Flooring discounter Lumber Liquidators won’t be selling Chinese-made laminate anymore, and has agreed to continue an air-quality testing program for consumers.

Federal agencies, including the U.S. Consumer Product Safety Commission, had been investigating the Toano, Virginia, company since early 2015, when the retailer was accused of selling laminate flooring that contained unsafe levels of formaldehyde.

The company had sold the flooring, which is made in China, to about 614,000 American consumers between 2011 and May 2015, when the company stopped sales of the laminate, according to the Consumer Product Safety Commission.

The commission announced this week that the company has agreed to stop selling the flooring, and will not sell or dispose of its remaining stock of 22 million feet of flooring without the agency’s approval.
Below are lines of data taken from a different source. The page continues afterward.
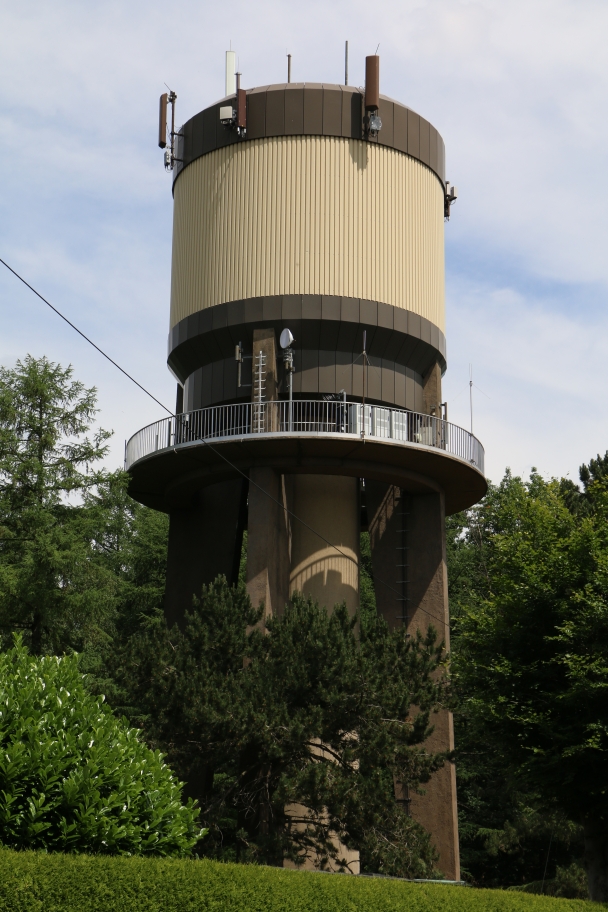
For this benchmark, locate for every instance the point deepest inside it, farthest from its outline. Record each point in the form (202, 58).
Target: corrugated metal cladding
(308, 215)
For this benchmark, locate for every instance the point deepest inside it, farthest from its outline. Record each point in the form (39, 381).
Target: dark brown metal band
(311, 109)
(402, 346)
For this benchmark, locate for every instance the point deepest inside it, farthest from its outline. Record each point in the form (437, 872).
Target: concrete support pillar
(407, 533)
(268, 541)
(330, 505)
(204, 541)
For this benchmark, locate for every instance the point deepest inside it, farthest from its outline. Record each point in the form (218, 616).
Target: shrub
(32, 882)
(73, 777)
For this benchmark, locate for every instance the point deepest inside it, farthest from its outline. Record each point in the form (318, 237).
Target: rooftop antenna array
(230, 72)
(166, 99)
(372, 93)
(234, 115)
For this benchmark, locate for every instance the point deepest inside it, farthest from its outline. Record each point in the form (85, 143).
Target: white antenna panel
(230, 72)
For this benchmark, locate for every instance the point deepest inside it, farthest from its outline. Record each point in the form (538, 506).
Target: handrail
(310, 417)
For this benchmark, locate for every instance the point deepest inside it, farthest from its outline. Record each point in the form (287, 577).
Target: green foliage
(51, 584)
(73, 778)
(31, 882)
(529, 601)
(241, 714)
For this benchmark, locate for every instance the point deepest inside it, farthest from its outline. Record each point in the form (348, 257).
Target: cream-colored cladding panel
(308, 215)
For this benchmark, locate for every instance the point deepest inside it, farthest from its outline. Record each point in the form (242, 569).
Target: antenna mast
(471, 395)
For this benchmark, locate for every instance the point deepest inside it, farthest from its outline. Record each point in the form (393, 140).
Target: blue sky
(518, 90)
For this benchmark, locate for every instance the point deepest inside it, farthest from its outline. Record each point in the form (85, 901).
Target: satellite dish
(286, 338)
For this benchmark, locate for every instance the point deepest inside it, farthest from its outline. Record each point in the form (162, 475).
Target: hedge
(39, 882)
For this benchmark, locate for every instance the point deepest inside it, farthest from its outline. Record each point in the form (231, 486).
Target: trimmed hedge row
(37, 882)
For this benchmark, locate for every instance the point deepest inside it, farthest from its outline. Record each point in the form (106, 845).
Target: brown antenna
(241, 106)
(372, 83)
(162, 121)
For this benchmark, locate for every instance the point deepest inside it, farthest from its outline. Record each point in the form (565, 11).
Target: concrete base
(268, 541)
(407, 533)
(205, 541)
(329, 505)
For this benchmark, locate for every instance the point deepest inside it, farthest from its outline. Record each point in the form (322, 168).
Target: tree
(530, 649)
(53, 586)
(74, 778)
(243, 713)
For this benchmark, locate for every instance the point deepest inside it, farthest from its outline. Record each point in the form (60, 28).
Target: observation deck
(171, 459)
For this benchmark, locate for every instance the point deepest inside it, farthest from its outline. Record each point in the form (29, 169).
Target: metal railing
(314, 417)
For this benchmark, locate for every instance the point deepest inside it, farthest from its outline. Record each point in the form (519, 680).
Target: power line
(86, 338)
(201, 439)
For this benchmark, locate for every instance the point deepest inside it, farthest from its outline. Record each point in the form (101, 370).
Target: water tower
(307, 335)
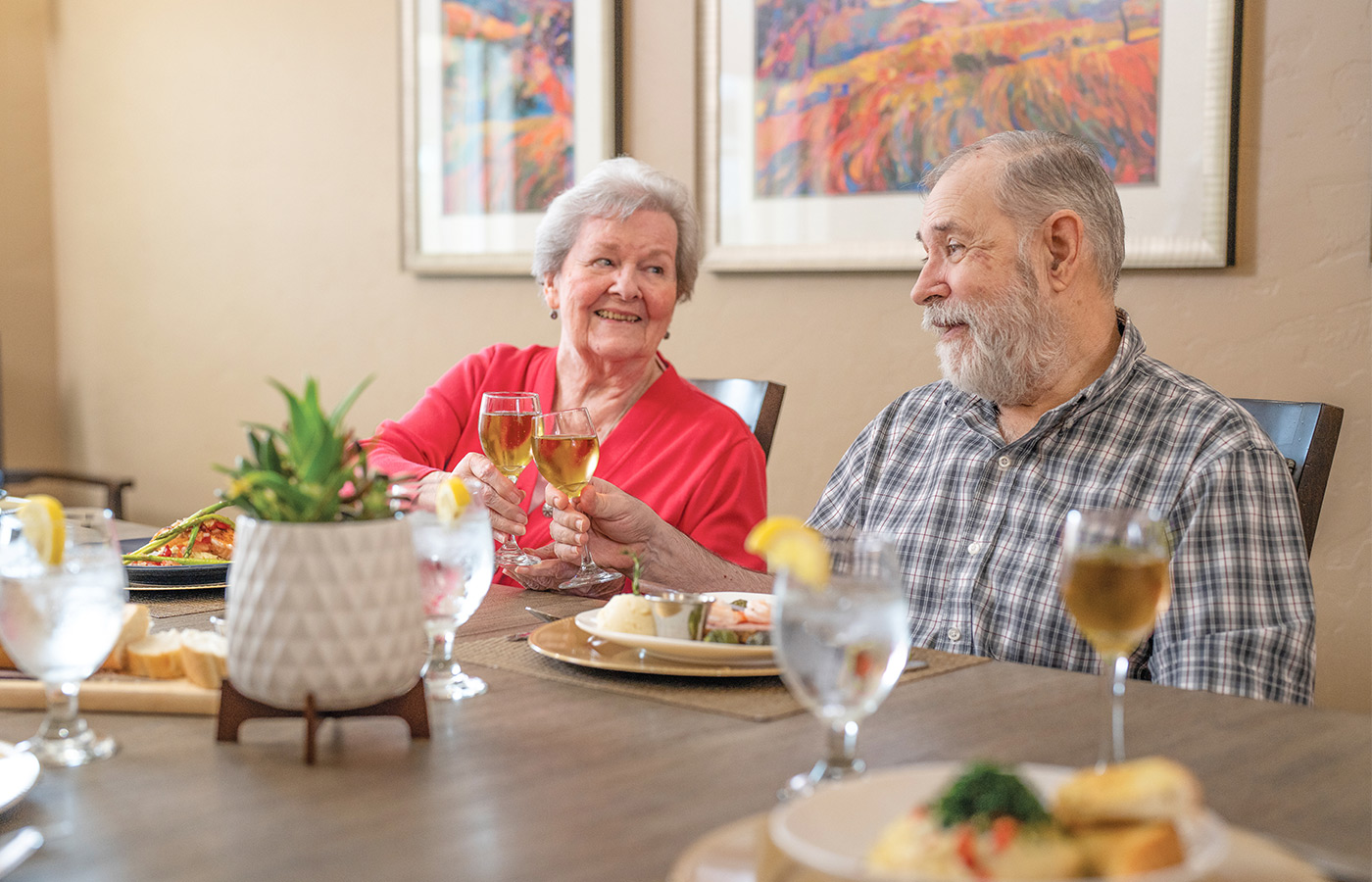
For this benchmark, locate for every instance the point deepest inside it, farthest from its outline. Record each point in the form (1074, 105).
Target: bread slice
(1138, 790)
(205, 656)
(1125, 850)
(137, 621)
(157, 656)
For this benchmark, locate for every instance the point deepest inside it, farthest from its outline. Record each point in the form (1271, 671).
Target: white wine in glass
(59, 621)
(841, 645)
(1114, 582)
(566, 450)
(507, 434)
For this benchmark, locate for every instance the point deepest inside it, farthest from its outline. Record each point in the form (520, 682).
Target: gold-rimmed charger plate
(564, 641)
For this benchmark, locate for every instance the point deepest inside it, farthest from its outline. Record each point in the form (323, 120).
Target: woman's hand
(496, 491)
(552, 572)
(617, 525)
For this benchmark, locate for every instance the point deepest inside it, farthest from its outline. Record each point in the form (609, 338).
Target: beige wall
(223, 206)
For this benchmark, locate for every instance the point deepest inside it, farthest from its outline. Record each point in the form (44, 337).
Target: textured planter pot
(331, 610)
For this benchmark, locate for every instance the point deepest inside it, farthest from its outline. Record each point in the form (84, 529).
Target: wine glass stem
(1114, 672)
(441, 665)
(62, 719)
(843, 747)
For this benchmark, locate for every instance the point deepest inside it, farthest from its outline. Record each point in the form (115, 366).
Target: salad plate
(697, 652)
(834, 829)
(172, 576)
(18, 772)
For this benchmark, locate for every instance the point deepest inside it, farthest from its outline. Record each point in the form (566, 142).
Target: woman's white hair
(614, 189)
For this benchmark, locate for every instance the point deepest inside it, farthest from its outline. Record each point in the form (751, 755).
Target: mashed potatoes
(627, 613)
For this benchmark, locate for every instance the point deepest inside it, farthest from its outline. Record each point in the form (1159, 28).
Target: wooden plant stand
(236, 708)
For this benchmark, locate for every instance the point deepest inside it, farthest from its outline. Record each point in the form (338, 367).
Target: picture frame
(496, 122)
(1183, 217)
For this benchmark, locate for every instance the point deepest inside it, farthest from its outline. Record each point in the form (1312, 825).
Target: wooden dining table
(555, 781)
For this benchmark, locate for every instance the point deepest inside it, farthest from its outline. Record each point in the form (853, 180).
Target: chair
(114, 487)
(1306, 434)
(757, 401)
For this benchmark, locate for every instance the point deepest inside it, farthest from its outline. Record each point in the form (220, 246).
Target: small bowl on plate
(679, 614)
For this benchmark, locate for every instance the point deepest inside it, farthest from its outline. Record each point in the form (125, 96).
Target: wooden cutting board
(116, 692)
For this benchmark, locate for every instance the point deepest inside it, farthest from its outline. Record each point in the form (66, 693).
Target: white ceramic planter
(331, 610)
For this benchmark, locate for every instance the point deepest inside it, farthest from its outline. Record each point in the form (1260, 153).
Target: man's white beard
(1014, 346)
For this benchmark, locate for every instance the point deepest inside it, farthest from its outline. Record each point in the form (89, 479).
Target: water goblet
(565, 452)
(1114, 583)
(507, 431)
(841, 645)
(58, 621)
(457, 564)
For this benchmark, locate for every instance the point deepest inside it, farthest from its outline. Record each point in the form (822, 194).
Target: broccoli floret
(984, 793)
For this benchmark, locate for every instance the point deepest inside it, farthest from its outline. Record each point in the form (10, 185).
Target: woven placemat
(165, 604)
(758, 699)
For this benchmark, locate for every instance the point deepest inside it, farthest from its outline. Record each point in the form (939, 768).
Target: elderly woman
(613, 256)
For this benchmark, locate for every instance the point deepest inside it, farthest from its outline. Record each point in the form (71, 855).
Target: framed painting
(822, 116)
(505, 105)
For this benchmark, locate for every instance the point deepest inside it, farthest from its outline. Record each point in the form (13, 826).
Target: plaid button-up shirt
(977, 524)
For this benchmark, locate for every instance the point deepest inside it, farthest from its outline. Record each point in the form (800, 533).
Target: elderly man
(1049, 404)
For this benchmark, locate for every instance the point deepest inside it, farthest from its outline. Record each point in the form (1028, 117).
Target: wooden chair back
(757, 401)
(1306, 434)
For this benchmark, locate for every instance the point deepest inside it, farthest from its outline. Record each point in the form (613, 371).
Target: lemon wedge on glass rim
(44, 528)
(453, 497)
(789, 543)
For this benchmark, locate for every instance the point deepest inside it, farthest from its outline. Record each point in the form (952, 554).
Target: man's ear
(1063, 235)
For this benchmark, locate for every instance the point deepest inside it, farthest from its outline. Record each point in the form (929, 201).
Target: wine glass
(565, 450)
(508, 442)
(1114, 583)
(457, 564)
(59, 621)
(841, 645)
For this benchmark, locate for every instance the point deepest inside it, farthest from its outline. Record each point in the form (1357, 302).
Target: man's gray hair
(1046, 172)
(614, 189)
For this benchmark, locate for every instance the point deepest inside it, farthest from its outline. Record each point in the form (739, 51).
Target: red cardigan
(692, 459)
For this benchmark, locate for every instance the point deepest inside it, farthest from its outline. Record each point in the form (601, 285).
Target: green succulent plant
(311, 470)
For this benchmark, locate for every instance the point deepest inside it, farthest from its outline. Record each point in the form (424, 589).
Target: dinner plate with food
(191, 553)
(737, 628)
(1142, 820)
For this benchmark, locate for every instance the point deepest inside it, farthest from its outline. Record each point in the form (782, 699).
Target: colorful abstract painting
(508, 105)
(860, 96)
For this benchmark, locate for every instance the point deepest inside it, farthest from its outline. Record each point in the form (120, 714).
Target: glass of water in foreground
(841, 645)
(59, 621)
(457, 563)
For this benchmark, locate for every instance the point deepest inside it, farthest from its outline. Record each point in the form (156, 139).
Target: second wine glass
(565, 452)
(841, 645)
(507, 432)
(59, 617)
(1114, 583)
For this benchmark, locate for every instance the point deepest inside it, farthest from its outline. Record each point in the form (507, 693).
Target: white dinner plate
(834, 829)
(699, 652)
(18, 771)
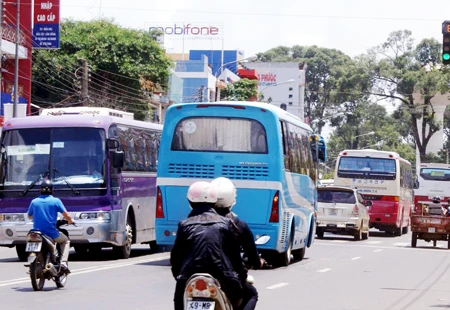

The company now sources its laminate flooring entirely from North America and Europe.

“The company also agreed to continue conducting a comprehensive testing program as part of a recall program that affects consumers who purchased Chinese-made laminate flooring from Lumber Liquidators during a three-year period,” the federal agency reports. “In homes where the Chinese-made laminate flooring is found to emit elevated levels of formaldehyde, the company will provide any required remediation.”

As part of its investigation, which was independent of the flooring discounter’s testing program, the Consumer Product Safety Commission bought and tested samples of the flooring.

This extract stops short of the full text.